There was never any requirement by the Church for them to be at the births. They came to the hospital to visit but that is because they are family and wanted to be there not because they had to be.
 
the expectations are so across the board on this i almost think anyone asked to do so should approach it like when being asked to be an attendant in a wedding-ask what the expectations/duties are before making a decision on accepting/declining.

i grew up catholic, and we were taught the spiritual support aspect. this was the same when later in life i attended a lutheran church. that said-i know people of many different faiths and some that are not religious in the least who assign 'godparents' with wildly different expectations. some believe that the godparent is agreeing to become the default parent in the event of the death of the bio parents (beyond the legalities i've never figured out how that works when they pick 2 people not married/totally unrelated to each other/in some cases total strangers to each other), with others there's the expectation of some significant financial support for certain 'big days' in the child's life (had a friend who lost a good friendship b/c she became a godparent based on her expectations/understanding and then there was a HUGE amount of insult/anger when she didn't come up with a very expensive gift AND a massive amount of money to 'reimburse' throwing some kind of big event for one of the kid's milestones-she had no idea her friend's extended family/community tradition was that taking on a godparent role entailed TREMENDOUS financial obligations (in both their defenses-it was something that wasn't talked about/unspoken but known in that community so it never occurred to the new parents that the person(s) outside their community that they asked had no clue when they accepted).
 
As a Catholic, the official responsibilities of a godparent is to help raise the child according to the Catholic faith.

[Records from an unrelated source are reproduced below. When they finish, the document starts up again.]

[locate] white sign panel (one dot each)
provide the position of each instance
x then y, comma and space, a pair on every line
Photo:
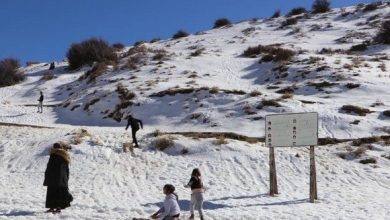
291, 130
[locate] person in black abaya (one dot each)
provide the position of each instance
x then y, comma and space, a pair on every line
56, 179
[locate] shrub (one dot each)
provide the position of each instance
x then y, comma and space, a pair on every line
289, 21
321, 6
214, 90
355, 109
383, 35
276, 14
220, 140
368, 140
352, 85
221, 22
90, 51
180, 34
297, 11
91, 102
29, 63
118, 46
97, 70
154, 40
359, 47
277, 53
139, 49
267, 58
287, 90
372, 7
287, 96
9, 73
134, 61
138, 43
197, 52
270, 102
124, 93
367, 161
49, 75
254, 93
164, 142
283, 55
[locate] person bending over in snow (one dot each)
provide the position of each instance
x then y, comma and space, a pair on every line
40, 103
171, 209
134, 124
197, 190
56, 179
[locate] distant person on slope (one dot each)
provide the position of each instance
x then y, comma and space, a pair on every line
134, 124
197, 190
56, 179
40, 103
171, 209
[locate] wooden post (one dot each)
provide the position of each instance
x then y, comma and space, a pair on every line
272, 173
313, 176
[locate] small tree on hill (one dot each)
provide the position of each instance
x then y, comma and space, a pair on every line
221, 22
89, 51
321, 6
276, 14
9, 73
383, 35
180, 34
297, 11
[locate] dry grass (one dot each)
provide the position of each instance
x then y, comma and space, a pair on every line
220, 140
214, 90
129, 146
49, 75
90, 103
90, 51
9, 72
156, 133
287, 96
368, 140
97, 70
78, 136
270, 102
278, 54
255, 93
356, 109
163, 142
197, 52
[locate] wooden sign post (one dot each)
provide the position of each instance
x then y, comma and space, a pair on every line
272, 173
313, 176
291, 130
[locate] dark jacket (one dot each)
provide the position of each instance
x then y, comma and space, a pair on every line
57, 172
134, 123
195, 183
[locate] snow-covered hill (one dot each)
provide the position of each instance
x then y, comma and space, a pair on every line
203, 83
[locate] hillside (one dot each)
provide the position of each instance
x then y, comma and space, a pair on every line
207, 82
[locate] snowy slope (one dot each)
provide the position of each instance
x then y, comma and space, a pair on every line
109, 184
220, 65
216, 89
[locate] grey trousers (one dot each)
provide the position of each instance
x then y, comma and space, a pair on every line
197, 203
40, 106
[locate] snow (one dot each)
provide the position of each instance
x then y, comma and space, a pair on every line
110, 184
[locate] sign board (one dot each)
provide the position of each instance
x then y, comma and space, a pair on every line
291, 130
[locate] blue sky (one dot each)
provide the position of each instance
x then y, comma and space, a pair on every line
42, 30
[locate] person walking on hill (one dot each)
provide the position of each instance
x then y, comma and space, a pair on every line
197, 190
134, 124
56, 179
171, 208
40, 103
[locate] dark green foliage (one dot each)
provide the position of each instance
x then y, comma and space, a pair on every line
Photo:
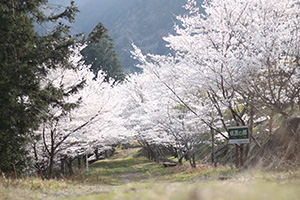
101, 55
25, 58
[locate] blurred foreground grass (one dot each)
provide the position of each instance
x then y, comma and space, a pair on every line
126, 176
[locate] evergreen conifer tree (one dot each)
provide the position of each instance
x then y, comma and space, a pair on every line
25, 58
101, 55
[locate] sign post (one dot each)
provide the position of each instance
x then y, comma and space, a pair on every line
238, 135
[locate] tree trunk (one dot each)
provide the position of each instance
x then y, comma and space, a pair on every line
237, 157
212, 146
79, 162
63, 166
70, 168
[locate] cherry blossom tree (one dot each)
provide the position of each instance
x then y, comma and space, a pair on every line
81, 124
243, 55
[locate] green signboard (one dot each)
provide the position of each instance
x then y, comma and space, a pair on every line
238, 135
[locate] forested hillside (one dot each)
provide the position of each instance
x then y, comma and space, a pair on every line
139, 21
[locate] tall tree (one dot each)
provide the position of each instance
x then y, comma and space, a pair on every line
101, 55
25, 58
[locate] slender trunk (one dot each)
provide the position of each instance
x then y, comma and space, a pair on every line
271, 123
96, 154
237, 158
212, 146
63, 166
241, 155
79, 162
70, 168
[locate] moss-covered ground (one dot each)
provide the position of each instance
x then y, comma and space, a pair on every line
126, 176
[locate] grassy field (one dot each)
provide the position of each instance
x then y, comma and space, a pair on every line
128, 177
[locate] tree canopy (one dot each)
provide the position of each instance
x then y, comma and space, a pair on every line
25, 59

The more realistic version these days is purely as a symbolic gesture.

Either way, there really is no requirement that godparents are at the hospital for the delivery of the baby.

People keep saying it is a symbolic role, but that isn’t true. As godparent, you are supposed to be a believer and active in the faith. If you don’t meet that criteria, you are an unsuitable choice for godparent. I’m referring to the catholic faith. Not sure about other denominations.
These, mostly.

The parents are not Catholic.
:confused: Then the above don't apply. Do they even have a religious denomination?
 
I was born and raised Catholic, but do not practice. I have Godparents and they were chosen because they were a believer and active in the Catholic faith. To be a bit of a spiritual leader, so to speak. However, I honestly saw it as symbolic because I cannot say I have ever gone to them with any sort of deeply religious issues.

Never have I heard about having to be at the hospital and my parents had arrangements for who would raise us should something happen to them. It was not our Godparents. My brother and I each have different Godparents. My aunt would have raised us. Come to think of it, she is my brother's Godmother, but that is not the reason she was his Godmother.